If you don't want to simulate data or the simulation is just not possible on your device, you can skip Step 1 and 2 (simulation and creation of the long-read pool) and use the long-read pool and other needed data we provided. Therefor you need to download the zip-file "Example1_simulated_example_data.zip" from

https://uni-duesseldorf.sciebo.de/s/oHFl3FCArhPhHb5

and copy the content of the unzipped Folder "Example1_simulated_example_data" (Sim_Pipeline, example1_plasmid_ids_and_pathways.txt, example1_plasmid_read_pool.fastq and example1_plasmid_stats.txt) into your Folder "Example1". Before continuing the pipeline from step 3. "Ultraplexing:..." you need to open "example1_plasmid_ids_and_pathways.txt" and change the absolute pathways of the simulated short-read files (contained in the folder "Sim_Pipeline"), to the the pathways fitting your storage location.

1. Simulation (59s runtime, 1 CPUs, <1gb used memory)

Requirements:

perl
pbsim
wgsim

Call:

perl simulation_pipeline.pl example1_list_of_plasmids.txt 8500 150

Important: Pathways for pbsim, pbsim qc-model and wgsim need to be replaced in the script "simulation_pipeline.pl" (line 10-12) to fit your installations, before running it.

Input:

Genome files to simulate reads from
List with the filenames of these genomes (example1_list_of_plasmids.txt)
Desired mean read length of the long reads (8500)
Desired coverage of the long reads (150)

Important: Please keep these numerical parameters for the example run as they are, since the scripts are still hard-coded at the moment for this mean lengh and coverage.

Output:

A new folder (Sim_Pipeline) containing
- Folder with data for each simulated genome (Plasmid1_l8500_c150 for example)
- File with genomes files, the program could not find (missing_files.log)
- File with the used simulation parameters (simulation_parameters.log)
The final simulated reads are found in the files containing the tag “filtered”. For the genome “Plasmid1” they would be called:
- “Plasmid1_l8500_c150-filtered_R1.fastq” (Illumina R1 short-reads)
- “Plasmid1_l8500_c150-filtered_R1.fastq” (Illumina R2 short-reads)
- “Plasmid1_l8500_c150-filtered_complete.fastq” (Nanopore long-reads)

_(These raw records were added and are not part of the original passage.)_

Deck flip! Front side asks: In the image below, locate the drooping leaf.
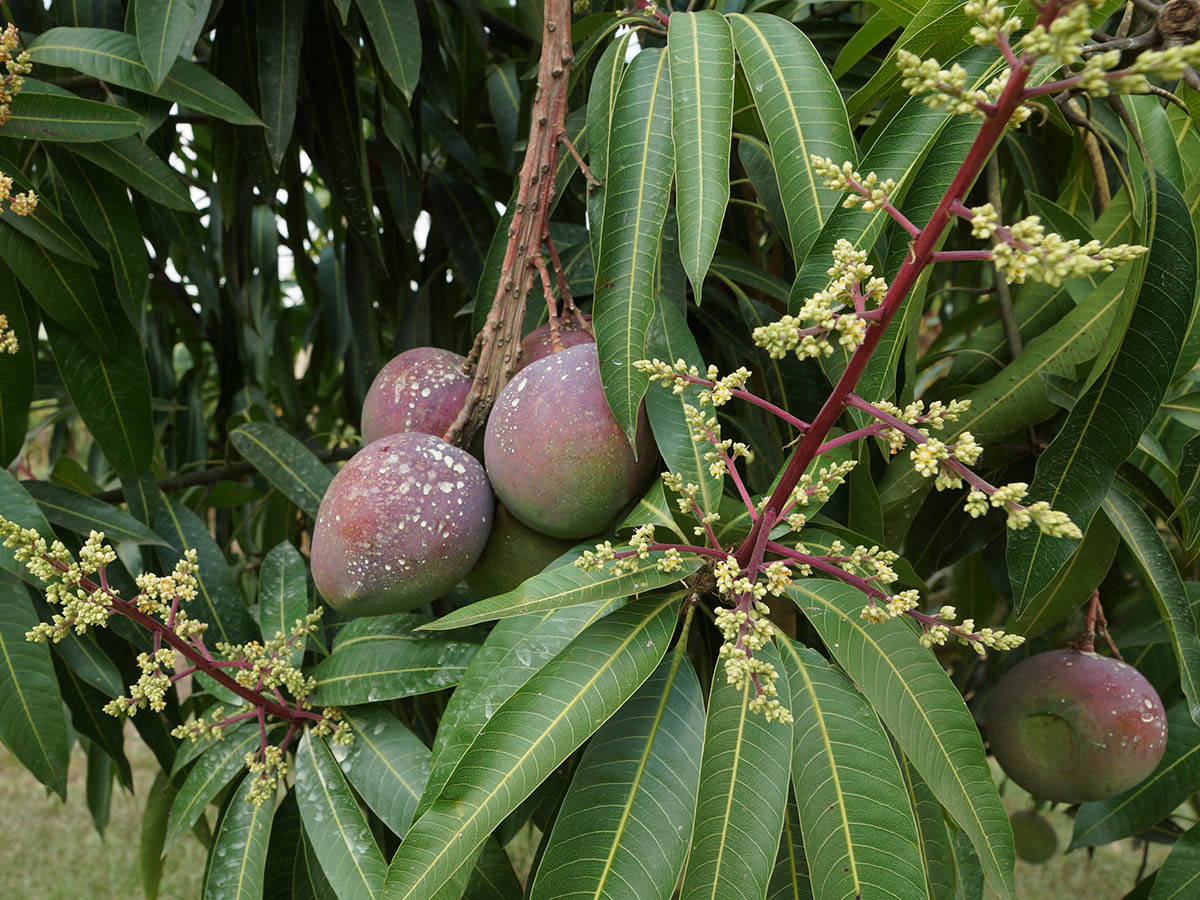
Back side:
[384,596,679,898]
[421,551,700,631]
[203,774,275,900]
[780,640,925,900]
[296,731,388,900]
[166,721,260,850]
[530,643,704,900]
[1150,826,1200,900]
[354,0,421,98]
[788,578,1014,898]
[229,422,334,518]
[593,49,674,444]
[258,0,306,172]
[667,10,733,292]
[24,481,167,546]
[679,643,792,900]
[1103,485,1200,722]
[4,78,143,143]
[730,13,858,260]
[29,26,262,125]
[258,541,308,666]
[136,0,209,85]
[416,601,618,816]
[310,613,478,706]
[154,497,258,643]
[1008,178,1196,614]
[1070,703,1200,848]
[0,572,71,800]
[331,707,430,838]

2. Creating a shuffled long-read pool (1s runtime, 1 CPUs, <1gb used memory)

Requirements:

perl

Call:

perl create_pool.pl example1_list_of_plasmids.txt 3 10000000 example1_plasmid

Input:

List with the filenames of these genomes (example1_list_of_plasmids.txt)
Number of genomes that should be pooled together from that list (3)
Number of bases that should be pooled together in total (10000000)
Prefix for the run (example1_plasmid)

Output:

Shuffled long-read pool (example1_plasmid_read_pool.fastq)
File containing parameters of the pooling step (example1_plasmid_stats.txt)
File containing the IDs and simulated short-read pathways of all pooled genomes, needed for the next step (example1_plasmid_ids_and_pathways.txt)

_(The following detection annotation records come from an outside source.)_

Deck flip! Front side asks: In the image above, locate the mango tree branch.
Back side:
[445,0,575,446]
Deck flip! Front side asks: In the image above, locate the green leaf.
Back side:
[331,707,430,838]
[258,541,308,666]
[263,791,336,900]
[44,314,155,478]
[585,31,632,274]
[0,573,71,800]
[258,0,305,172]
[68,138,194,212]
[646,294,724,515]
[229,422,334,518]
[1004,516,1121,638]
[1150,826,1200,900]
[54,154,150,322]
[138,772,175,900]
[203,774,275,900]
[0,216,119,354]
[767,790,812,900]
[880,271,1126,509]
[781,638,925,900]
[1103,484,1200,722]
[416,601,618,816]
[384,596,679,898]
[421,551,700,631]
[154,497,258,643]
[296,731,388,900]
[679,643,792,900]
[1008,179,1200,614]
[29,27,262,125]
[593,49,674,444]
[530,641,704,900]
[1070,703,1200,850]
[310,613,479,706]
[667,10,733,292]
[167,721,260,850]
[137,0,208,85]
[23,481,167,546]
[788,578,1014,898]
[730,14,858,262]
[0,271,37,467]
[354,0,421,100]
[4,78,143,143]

3. Ultraplexing: Classification of long-reads (2m32s runtime, 1 CPUs, <7gb used memory)

Requirements:

perl
R

Call:

perl UltraPlexer.pl --prefix example1_plasmid --action classify --samples_file example1_plasmid_ids_and_pathways.txt --longReads_FASTQ example1_plasmid_read_pool.fastq

Input:

Prefix for the run (example1_plasmid)
Action the script should do (classify)
Tab seperated file containing the IDs and absolute pathways of the simulated short-read of all pooled genomes, one genome per line (example1_plasmid_ids_and_pathways.txt). This was produced by the pooling script.
Shuffled long-read pool (example1_plasmid_read_pool.fastq). This was produced by the pooling script.

Output:

File with classified long-reads (example1_plasmid.classification_k19)
File produced when the classification step finished correctly (example1_plasmid.classification_k19.done)
Folder containing temporary files produced by cortex (cortex_temp)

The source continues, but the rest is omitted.